Di nome faceva Serse, di cognome Coppi
L’annullamento della Parigi-Roubaix per l’emergenza sanitaria, ci riporta alla mente il fratello del Campionissimo
di Mario Bocchio
Provi una strana sensazione: ogni anno questo luogo ti sembra più bello perché pedali in uno scenario incantevole, però vuoi che finisca il prima possibile avvertendone il pericolo. La Parigi-Roubaix è polvere nel vento, è pavé e leggenda. Nel cuore dell’Inferno del Nord, ci sono stradine di sassi che sono le più famose nella storia del ciclismo: chilometri di mito con le mani salde sul manubrio e le ruote piangenti. È il fascino indiscreto del pavé e la sua feroce pretesa: martirio per molti, gloria dei pochi.

Era il fratello del Campionissimo. Era un suo gregario. Era forse, proprio per il vincolo di sangue, la persona capace di godere della sua più totale fiducia, ma anche di condizionarlo.

Serse Coppi ebbe un tragico destino. Il 29 giugno del 1951, al Giro del Piemonte, infilò con la ruota un binario del tram, cadde e picchiò la testa a terra, in corso Casale a Torino, a poche centinaia di metri dall’arrivo al Motovelodromo. Le conseguenze dell’incidente non sembrarono in un primo momento gravi, ma dopo essere rientrato in albergo le sue condizioni peggiorarono improvvisamente e l’infortunio si rivelò fatale: fu colpito da un’emorragia cerebrale e morì a soli 28 anni.

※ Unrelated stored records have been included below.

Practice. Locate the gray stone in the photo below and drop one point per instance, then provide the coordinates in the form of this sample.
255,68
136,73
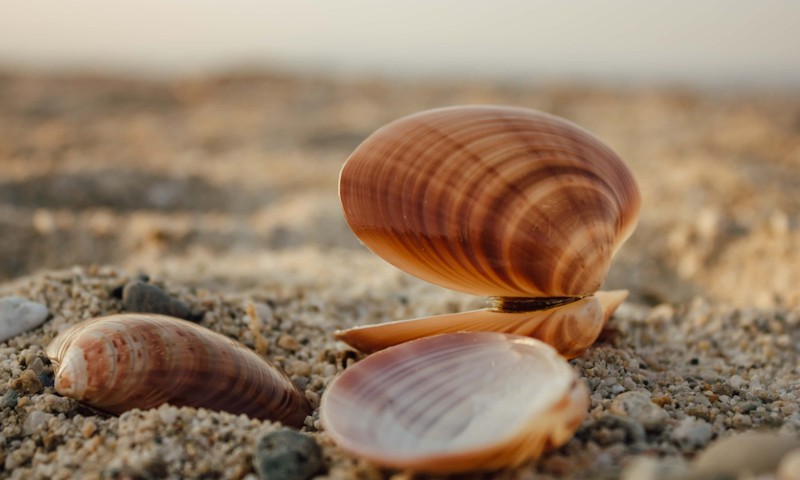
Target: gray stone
9,399
287,455
637,405
749,452
692,433
35,421
18,315
145,298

Serse Coppi nel 1949 colse nel velodromo di Roubaix la vittoria più importante della sua carriera. Ma quel giorno, non fu il primo a tagliare il traguardo e nemmeno pensava di aver vinto. Era successo che i tre corridori che si trovavano in fuga — il francese André Mahé, il belga Frans Leenen e il basco Jésus-Jacques Moujica quest’ultimo caduto negli ultimi chilometri e, quindi, attardato, giunti davanti al velodromo di Roubaix — confusi dalla fatica, disorientati dalla folla, distratti da auto e moto al seguito della corsa, perfino ingannati da un gendarme, cominciassero a girare intorno al velodromo cercando l’entrata. Infine trovarono un ingresso, ma era quello sbagliato, quello riservato alla stampa. Mahé comunque vinse la volata davanti a Leenen, esultando da vincitore. Serse giunse poco dopo di loro, vincendo la volata del gruppo degli inseguitori.
Ricorda Marco Pastonesi che per avere l’ordine d’arrivo definitivo ci vollero sei mesi. Subito la vittoria fu attribuita a Mahé, che ricevette un mazzo di fiori. Poi pare che lo stesso Fausto spinse Serse e la Bianchi a inoltrare reclamo - Mahé non aveva seguito il percorso ufficiale - e il giudice francese Henri Boudard dichiarò vincitore Serse. La decisione fu comunicata a Mahé mentre stava facendo la doccia. Gli organizzatori si dissociarono dalla giuria e stabilirono di assegnare i premi secondo l’ordine cronologico in cui i concorrenti avevano tagliato il traguardo. Cinque giorni più tardi, la Federazione francese ribaltò la decisione della giuria e confermò la vittoria di Mahé. Su ricorso della Federazione italiana, in agosto quella internazionale, l’Uci, giudicò che non esistevano vincitori: la corsa doveva ritenersi annullata. A questo punto si appellarono sia la Federazione francese sia quella italiana. E in novembre (!) la Federazione internazionale sentenziò finalmente che avevano vinto tutti e due: Mahé e Serse Coppi. Primi a pari merito.
L’anno dopo, come a voler mettere tutti d’accordo, ci pensò proprio Fostò. Arrivò primo. Si tratta ancora oggi del secondo successo di un corridore piemontese nell’Inferno del Nord.